L’invocazione della pace è il grido ripetuto senza soste durante il ventennio di questo pontificato. Questo grido è risuonato con accenti particolarmente accorati da quando è iniziata la crisi del Kosovo. Credo che l’appello si spieghi innanzitutto con la durissima esperienza personale che il giovane Karol Wojtyla dovette affrontare dopo l’invasione del suo Paese. Non è compito del Papa indicare le scelte diplomatiche e politiche capaci di far ritrovare un sentiero di uscita dall’attuale affrontamento. La Chiesa può ammonire, ma non è in grado di impedire un ulteriore degrado della situazione, altre distruzioni di povere case, altre violenze, altre vittime. La parola del Papa ricorda però che le crisi si possono prevenire e controllare.

E’ a tal fine indispensabile che ci si proponga innanzitutto di ripristinare sulla scena internazionale un quadro di riferimento di diritto. Anzi di costruirlo con pazienza, mattone per mattone, giacchè non può considerarsi quadro di diritto la logica dei blocchi contrapposti che esisteva  prima. Su quella logica si basavano i precari equilibri di un mondo diviso da muri e fili spinati tirati su da un’ideologia che negava la libertà a decine di milioni di esseri umani e l’indipendenza e la dignità ad antiche nazioni. Quelle mura di Gerico furono scosse e poi abbattute anche dallo squillo di trombe che risuonò con l’elezione al soglio di Pietro dell’Arcivescovo di Cracovia. Divenuto Vescovo di Roma, Giovanni Paolo II continua oggi a richiamare tutti i popoli, ma in modo speciale quelli della vecchia Europa, ai doveri che hanno verso la pace e la solidarietà.

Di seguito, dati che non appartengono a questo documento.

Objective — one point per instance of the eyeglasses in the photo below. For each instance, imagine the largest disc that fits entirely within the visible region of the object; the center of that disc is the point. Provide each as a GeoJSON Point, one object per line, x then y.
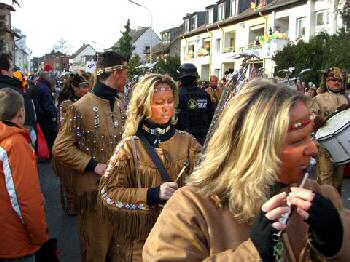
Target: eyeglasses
{"type": "Point", "coordinates": [335, 79]}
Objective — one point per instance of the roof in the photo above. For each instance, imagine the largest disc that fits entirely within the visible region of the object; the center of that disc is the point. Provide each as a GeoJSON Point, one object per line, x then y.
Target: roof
{"type": "Point", "coordinates": [160, 48]}
{"type": "Point", "coordinates": [276, 4]}
{"type": "Point", "coordinates": [163, 47]}
{"type": "Point", "coordinates": [135, 34]}
{"type": "Point", "coordinates": [83, 47]}
{"type": "Point", "coordinates": [6, 6]}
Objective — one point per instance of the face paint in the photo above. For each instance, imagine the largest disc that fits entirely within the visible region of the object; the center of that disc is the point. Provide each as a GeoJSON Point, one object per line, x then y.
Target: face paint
{"type": "Point", "coordinates": [163, 105]}
{"type": "Point", "coordinates": [298, 149]}
{"type": "Point", "coordinates": [335, 84]}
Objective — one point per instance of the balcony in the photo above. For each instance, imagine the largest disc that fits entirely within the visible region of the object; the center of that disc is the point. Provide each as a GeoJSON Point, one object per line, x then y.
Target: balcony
{"type": "Point", "coordinates": [229, 49]}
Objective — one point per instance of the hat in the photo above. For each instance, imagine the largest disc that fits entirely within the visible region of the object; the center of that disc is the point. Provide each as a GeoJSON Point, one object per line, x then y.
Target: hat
{"type": "Point", "coordinates": [47, 68]}
{"type": "Point", "coordinates": [334, 72]}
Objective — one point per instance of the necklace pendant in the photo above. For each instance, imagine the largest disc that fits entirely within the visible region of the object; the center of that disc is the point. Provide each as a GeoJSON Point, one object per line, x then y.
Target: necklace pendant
{"type": "Point", "coordinates": [116, 123]}
{"type": "Point", "coordinates": [279, 251]}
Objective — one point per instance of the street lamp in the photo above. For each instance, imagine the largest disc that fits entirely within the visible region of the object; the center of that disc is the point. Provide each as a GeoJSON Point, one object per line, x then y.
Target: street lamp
{"type": "Point", "coordinates": [150, 13]}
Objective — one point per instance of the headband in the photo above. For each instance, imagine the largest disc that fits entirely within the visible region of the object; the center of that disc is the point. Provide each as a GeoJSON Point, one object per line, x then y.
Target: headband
{"type": "Point", "coordinates": [110, 69]}
{"type": "Point", "coordinates": [300, 124]}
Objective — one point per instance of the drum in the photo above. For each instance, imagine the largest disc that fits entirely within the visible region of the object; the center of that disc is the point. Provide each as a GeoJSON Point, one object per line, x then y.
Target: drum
{"type": "Point", "coordinates": [335, 137]}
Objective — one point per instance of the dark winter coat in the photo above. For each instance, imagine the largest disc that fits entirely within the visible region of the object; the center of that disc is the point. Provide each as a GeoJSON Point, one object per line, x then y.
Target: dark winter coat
{"type": "Point", "coordinates": [45, 108]}
{"type": "Point", "coordinates": [195, 112]}
{"type": "Point", "coordinates": [6, 81]}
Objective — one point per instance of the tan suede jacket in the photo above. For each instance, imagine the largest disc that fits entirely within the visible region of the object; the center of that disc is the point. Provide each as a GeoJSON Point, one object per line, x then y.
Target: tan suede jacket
{"type": "Point", "coordinates": [195, 228]}
{"type": "Point", "coordinates": [91, 130]}
{"type": "Point", "coordinates": [123, 188]}
{"type": "Point", "coordinates": [327, 103]}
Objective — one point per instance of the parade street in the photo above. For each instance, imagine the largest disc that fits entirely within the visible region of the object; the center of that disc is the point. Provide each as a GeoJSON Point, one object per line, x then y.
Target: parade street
{"type": "Point", "coordinates": [64, 228]}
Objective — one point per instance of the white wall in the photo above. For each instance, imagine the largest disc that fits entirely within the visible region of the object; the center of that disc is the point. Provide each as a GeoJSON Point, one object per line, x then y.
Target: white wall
{"type": "Point", "coordinates": [149, 38]}
{"type": "Point", "coordinates": [88, 51]}
{"type": "Point", "coordinates": [242, 29]}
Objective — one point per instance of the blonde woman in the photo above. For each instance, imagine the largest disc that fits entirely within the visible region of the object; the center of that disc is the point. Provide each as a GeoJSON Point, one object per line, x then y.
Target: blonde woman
{"type": "Point", "coordinates": [133, 188]}
{"type": "Point", "coordinates": [232, 206]}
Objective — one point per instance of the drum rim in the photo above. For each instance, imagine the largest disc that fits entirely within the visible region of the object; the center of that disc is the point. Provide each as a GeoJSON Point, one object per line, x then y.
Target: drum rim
{"type": "Point", "coordinates": [344, 162]}
{"type": "Point", "coordinates": [336, 132]}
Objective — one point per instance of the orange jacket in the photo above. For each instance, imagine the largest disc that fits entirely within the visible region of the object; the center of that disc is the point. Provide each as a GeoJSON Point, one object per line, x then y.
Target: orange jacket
{"type": "Point", "coordinates": [23, 227]}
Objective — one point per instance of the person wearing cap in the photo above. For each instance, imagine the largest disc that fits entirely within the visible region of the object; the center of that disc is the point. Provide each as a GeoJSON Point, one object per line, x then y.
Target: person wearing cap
{"type": "Point", "coordinates": [7, 80]}
{"type": "Point", "coordinates": [73, 89]}
{"type": "Point", "coordinates": [195, 109]}
{"type": "Point", "coordinates": [323, 106]}
{"type": "Point", "coordinates": [86, 141]}
{"type": "Point", "coordinates": [214, 90]}
{"type": "Point", "coordinates": [45, 107]}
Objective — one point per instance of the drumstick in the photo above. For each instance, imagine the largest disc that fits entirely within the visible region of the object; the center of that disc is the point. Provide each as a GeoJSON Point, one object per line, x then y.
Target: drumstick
{"type": "Point", "coordinates": [186, 164]}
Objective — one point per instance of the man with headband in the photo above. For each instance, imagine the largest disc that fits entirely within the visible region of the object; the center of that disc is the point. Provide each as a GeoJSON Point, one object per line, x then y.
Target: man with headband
{"type": "Point", "coordinates": [93, 127]}
{"type": "Point", "coordinates": [323, 106]}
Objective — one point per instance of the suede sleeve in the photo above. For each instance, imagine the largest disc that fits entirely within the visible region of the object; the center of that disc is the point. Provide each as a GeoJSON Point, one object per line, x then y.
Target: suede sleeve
{"type": "Point", "coordinates": [65, 148]}
{"type": "Point", "coordinates": [181, 234]}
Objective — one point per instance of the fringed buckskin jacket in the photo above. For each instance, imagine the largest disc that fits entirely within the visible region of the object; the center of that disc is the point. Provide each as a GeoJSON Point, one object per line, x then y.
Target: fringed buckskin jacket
{"type": "Point", "coordinates": [130, 173]}
{"type": "Point", "coordinates": [327, 103]}
{"type": "Point", "coordinates": [194, 228]}
{"type": "Point", "coordinates": [91, 131]}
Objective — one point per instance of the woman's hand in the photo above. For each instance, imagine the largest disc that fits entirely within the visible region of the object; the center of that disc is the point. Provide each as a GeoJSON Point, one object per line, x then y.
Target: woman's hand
{"type": "Point", "coordinates": [274, 208]}
{"type": "Point", "coordinates": [267, 224]}
{"type": "Point", "coordinates": [301, 198]}
{"type": "Point", "coordinates": [167, 189]}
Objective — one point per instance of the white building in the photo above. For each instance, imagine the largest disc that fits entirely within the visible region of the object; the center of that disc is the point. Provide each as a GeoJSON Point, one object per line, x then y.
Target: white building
{"type": "Point", "coordinates": [233, 27]}
{"type": "Point", "coordinates": [143, 40]}
{"type": "Point", "coordinates": [84, 55]}
{"type": "Point", "coordinates": [22, 52]}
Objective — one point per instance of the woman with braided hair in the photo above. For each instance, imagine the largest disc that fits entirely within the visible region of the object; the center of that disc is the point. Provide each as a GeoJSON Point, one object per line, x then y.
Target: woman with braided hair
{"type": "Point", "coordinates": [135, 185]}
{"type": "Point", "coordinates": [236, 203]}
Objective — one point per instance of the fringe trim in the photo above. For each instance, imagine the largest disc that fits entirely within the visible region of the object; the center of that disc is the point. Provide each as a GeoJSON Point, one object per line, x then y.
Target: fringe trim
{"type": "Point", "coordinates": [86, 202]}
{"type": "Point", "coordinates": [133, 224]}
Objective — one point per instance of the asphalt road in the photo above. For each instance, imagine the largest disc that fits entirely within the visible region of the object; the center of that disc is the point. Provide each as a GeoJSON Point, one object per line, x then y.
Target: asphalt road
{"type": "Point", "coordinates": [65, 229]}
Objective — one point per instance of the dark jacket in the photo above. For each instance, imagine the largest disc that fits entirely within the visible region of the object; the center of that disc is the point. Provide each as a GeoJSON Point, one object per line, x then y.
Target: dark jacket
{"type": "Point", "coordinates": [45, 108]}
{"type": "Point", "coordinates": [195, 112]}
{"type": "Point", "coordinates": [6, 81]}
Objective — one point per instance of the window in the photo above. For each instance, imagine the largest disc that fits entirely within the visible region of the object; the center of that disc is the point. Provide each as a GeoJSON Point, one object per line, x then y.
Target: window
{"type": "Point", "coordinates": [221, 11]}
{"type": "Point", "coordinates": [218, 45]}
{"type": "Point", "coordinates": [187, 25]}
{"type": "Point", "coordinates": [301, 28]}
{"type": "Point", "coordinates": [211, 16]}
{"type": "Point", "coordinates": [166, 37]}
{"type": "Point", "coordinates": [190, 53]}
{"type": "Point", "coordinates": [322, 18]}
{"type": "Point", "coordinates": [194, 22]}
{"type": "Point", "coordinates": [233, 7]}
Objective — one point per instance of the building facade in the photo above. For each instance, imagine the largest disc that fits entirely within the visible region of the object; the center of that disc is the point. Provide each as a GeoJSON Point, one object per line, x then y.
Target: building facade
{"type": "Point", "coordinates": [236, 26]}
{"type": "Point", "coordinates": [144, 39]}
{"type": "Point", "coordinates": [79, 60]}
{"type": "Point", "coordinates": [7, 41]}
{"type": "Point", "coordinates": [170, 45]}
{"type": "Point", "coordinates": [22, 52]}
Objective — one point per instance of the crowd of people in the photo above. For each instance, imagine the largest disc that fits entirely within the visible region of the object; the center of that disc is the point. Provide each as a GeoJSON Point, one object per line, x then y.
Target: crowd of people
{"type": "Point", "coordinates": [135, 174]}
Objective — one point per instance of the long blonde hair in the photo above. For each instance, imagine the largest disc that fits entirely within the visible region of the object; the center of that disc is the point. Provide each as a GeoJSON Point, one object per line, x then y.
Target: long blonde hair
{"type": "Point", "coordinates": [242, 159]}
{"type": "Point", "coordinates": [140, 103]}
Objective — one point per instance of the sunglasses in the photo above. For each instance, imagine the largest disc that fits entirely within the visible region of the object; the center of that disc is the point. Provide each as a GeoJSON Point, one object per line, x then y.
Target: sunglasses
{"type": "Point", "coordinates": [335, 79]}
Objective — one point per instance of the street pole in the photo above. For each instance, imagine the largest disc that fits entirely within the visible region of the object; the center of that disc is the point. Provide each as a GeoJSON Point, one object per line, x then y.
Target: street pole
{"type": "Point", "coordinates": [151, 16]}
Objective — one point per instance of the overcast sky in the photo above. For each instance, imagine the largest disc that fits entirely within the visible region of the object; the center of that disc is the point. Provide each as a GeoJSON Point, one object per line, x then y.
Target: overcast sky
{"type": "Point", "coordinates": [95, 22]}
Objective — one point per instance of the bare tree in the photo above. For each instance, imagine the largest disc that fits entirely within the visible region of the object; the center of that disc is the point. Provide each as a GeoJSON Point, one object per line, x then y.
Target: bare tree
{"type": "Point", "coordinates": [62, 46]}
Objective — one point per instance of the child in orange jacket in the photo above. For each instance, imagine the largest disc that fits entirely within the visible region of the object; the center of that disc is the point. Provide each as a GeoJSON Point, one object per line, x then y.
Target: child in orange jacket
{"type": "Point", "coordinates": [22, 221]}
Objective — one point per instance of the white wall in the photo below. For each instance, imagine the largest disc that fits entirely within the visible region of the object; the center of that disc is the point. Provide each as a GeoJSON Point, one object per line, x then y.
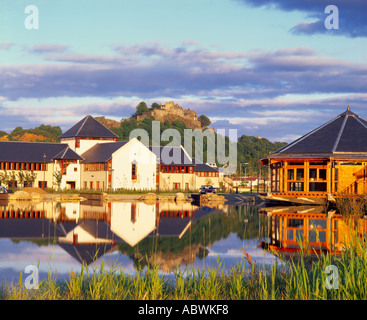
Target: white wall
{"type": "Point", "coordinates": [122, 159]}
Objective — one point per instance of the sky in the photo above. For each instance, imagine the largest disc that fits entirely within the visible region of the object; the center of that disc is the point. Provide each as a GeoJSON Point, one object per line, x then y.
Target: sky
{"type": "Point", "coordinates": [264, 67]}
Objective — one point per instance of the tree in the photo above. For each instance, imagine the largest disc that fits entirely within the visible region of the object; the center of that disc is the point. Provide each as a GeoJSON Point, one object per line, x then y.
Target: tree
{"type": "Point", "coordinates": [30, 178]}
{"type": "Point", "coordinates": [155, 105]}
{"type": "Point", "coordinates": [205, 121]}
{"type": "Point", "coordinates": [141, 107]}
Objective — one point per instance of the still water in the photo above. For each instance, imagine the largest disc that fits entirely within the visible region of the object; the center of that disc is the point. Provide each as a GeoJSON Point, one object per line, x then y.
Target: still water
{"type": "Point", "coordinates": [59, 237]}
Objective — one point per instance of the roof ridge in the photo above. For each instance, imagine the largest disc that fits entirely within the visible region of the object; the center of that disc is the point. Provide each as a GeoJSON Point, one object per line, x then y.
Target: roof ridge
{"type": "Point", "coordinates": [306, 135]}
{"type": "Point", "coordinates": [85, 120]}
{"type": "Point", "coordinates": [340, 133]}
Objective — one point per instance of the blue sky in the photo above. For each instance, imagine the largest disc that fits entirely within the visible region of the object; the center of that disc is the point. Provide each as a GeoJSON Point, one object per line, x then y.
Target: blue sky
{"type": "Point", "coordinates": [264, 67]}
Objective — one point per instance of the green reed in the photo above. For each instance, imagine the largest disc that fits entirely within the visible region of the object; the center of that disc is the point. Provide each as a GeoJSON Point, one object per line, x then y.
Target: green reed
{"type": "Point", "coordinates": [300, 277]}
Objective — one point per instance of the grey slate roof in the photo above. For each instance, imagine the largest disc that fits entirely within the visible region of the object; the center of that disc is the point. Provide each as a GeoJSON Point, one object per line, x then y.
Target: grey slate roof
{"type": "Point", "coordinates": [342, 135]}
{"type": "Point", "coordinates": [16, 151]}
{"type": "Point", "coordinates": [68, 154]}
{"type": "Point", "coordinates": [88, 127]}
{"type": "Point", "coordinates": [102, 152]}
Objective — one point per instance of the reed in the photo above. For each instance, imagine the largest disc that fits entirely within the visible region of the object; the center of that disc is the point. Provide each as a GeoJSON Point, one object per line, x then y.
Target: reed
{"type": "Point", "coordinates": [300, 277]}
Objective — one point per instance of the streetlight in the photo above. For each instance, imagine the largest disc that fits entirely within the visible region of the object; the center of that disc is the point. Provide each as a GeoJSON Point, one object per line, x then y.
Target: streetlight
{"type": "Point", "coordinates": [44, 170]}
{"type": "Point", "coordinates": [243, 163]}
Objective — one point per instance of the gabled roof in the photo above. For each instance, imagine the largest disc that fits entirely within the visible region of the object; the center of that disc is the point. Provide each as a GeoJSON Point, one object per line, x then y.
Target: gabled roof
{"type": "Point", "coordinates": [203, 167]}
{"type": "Point", "coordinates": [67, 154]}
{"type": "Point", "coordinates": [171, 155]}
{"type": "Point", "coordinates": [17, 151]}
{"type": "Point", "coordinates": [102, 152]}
{"type": "Point", "coordinates": [88, 127]}
{"type": "Point", "coordinates": [344, 134]}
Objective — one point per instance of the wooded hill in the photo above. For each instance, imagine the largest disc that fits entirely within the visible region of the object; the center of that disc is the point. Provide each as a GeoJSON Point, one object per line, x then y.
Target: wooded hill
{"type": "Point", "coordinates": [249, 148]}
{"type": "Point", "coordinates": [43, 133]}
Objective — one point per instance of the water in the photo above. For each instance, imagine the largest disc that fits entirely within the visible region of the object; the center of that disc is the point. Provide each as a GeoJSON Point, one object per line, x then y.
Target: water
{"type": "Point", "coordinates": [59, 236]}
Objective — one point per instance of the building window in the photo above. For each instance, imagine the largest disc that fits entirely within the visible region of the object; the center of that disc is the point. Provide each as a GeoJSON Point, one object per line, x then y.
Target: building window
{"type": "Point", "coordinates": [133, 212]}
{"type": "Point", "coordinates": [133, 171]}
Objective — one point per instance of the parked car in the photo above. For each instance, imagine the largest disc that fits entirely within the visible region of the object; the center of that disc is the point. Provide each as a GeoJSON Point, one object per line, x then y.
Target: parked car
{"type": "Point", "coordinates": [207, 189]}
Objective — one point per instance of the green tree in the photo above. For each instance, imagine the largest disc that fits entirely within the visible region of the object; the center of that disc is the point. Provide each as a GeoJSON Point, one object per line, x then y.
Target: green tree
{"type": "Point", "coordinates": [155, 105]}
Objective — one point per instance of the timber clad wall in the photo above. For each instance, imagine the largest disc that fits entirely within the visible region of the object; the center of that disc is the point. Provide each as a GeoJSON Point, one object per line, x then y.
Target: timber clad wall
{"type": "Point", "coordinates": [329, 160]}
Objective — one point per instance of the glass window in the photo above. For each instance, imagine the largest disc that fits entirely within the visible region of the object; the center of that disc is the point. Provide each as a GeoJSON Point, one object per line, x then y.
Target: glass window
{"type": "Point", "coordinates": [290, 174]}
{"type": "Point", "coordinates": [300, 174]}
{"type": "Point", "coordinates": [322, 174]}
{"type": "Point", "coordinates": [313, 173]}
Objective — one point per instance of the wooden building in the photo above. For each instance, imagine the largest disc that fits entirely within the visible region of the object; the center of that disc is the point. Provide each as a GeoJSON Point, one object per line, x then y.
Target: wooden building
{"type": "Point", "coordinates": [325, 163]}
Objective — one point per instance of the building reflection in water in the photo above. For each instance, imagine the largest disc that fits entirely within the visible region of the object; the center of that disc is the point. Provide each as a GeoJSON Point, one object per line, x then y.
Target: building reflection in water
{"type": "Point", "coordinates": [90, 229]}
{"type": "Point", "coordinates": [291, 228]}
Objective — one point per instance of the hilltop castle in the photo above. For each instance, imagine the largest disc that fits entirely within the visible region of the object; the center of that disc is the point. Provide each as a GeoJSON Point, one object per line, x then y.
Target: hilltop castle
{"type": "Point", "coordinates": [172, 111]}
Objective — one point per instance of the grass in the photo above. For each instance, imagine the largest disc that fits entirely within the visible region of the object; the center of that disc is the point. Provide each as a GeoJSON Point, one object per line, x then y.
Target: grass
{"type": "Point", "coordinates": [301, 278]}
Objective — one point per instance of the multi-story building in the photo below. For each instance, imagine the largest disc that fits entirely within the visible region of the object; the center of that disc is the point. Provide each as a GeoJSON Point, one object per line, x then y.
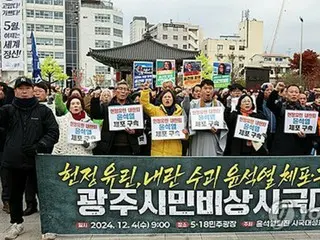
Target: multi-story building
{"type": "Point", "coordinates": [277, 63]}
{"type": "Point", "coordinates": [179, 35]}
{"type": "Point", "coordinates": [236, 49]}
{"type": "Point", "coordinates": [46, 18]}
{"type": "Point", "coordinates": [100, 26]}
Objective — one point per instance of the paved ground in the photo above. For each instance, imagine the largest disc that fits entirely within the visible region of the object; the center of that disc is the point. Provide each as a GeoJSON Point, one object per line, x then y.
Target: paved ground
{"type": "Point", "coordinates": [32, 232]}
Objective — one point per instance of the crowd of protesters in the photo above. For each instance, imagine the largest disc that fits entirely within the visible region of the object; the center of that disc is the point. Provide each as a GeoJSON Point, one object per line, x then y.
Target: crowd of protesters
{"type": "Point", "coordinates": [33, 122]}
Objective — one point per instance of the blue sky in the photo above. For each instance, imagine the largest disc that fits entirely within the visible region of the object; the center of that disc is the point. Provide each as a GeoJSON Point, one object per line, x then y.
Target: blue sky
{"type": "Point", "coordinates": [222, 17]}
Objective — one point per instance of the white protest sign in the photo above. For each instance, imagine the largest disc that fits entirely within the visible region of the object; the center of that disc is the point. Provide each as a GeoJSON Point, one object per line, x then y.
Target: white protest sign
{"type": "Point", "coordinates": [250, 128]}
{"type": "Point", "coordinates": [126, 116]}
{"type": "Point", "coordinates": [305, 121]}
{"type": "Point", "coordinates": [207, 118]}
{"type": "Point", "coordinates": [165, 128]}
{"type": "Point", "coordinates": [78, 132]}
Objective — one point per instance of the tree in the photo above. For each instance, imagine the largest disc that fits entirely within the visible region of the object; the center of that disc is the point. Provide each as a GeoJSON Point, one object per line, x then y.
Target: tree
{"type": "Point", "coordinates": [51, 70]}
{"type": "Point", "coordinates": [206, 66]}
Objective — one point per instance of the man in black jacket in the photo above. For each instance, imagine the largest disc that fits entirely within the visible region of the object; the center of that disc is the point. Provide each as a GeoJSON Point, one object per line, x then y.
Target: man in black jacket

Il Presidente Delors ha recentemente osservato con amarezza che l’Unione Europea è oggi un gigante economico, un nano politico e una larva militare. Occorre che l’Europa si decida a completare la costruzione comune in corso ormai da un cinquantennio, per assumere finalmente di nuovo, accanto agli Stati Uniti, le responsabilità che le derivano da storia e cultura. Ed occorre buona volontà e impegno al fine di ricostruire un sistema internazionale più affidabile, del resto previsto dalla Carta di San Francisco, che è alla base delle Nazioni Unite. Solo a queste condizioni la condanna dei nazionalismi esasperati, delle intolleranze etniche e religiose che da anni tormentano la Jugoslavia, facendo del Kosovo una terra di persecuzioni e tormenti, risuonerà in tutta la sua nettezza e isolerà i responsabili nel giudizio dei popoli. Giovanni Paolo II non predica il pacifismo delle rese, ma risveglia le coscienze dei compiti, anche duri e gravosi, della solidarietà umana.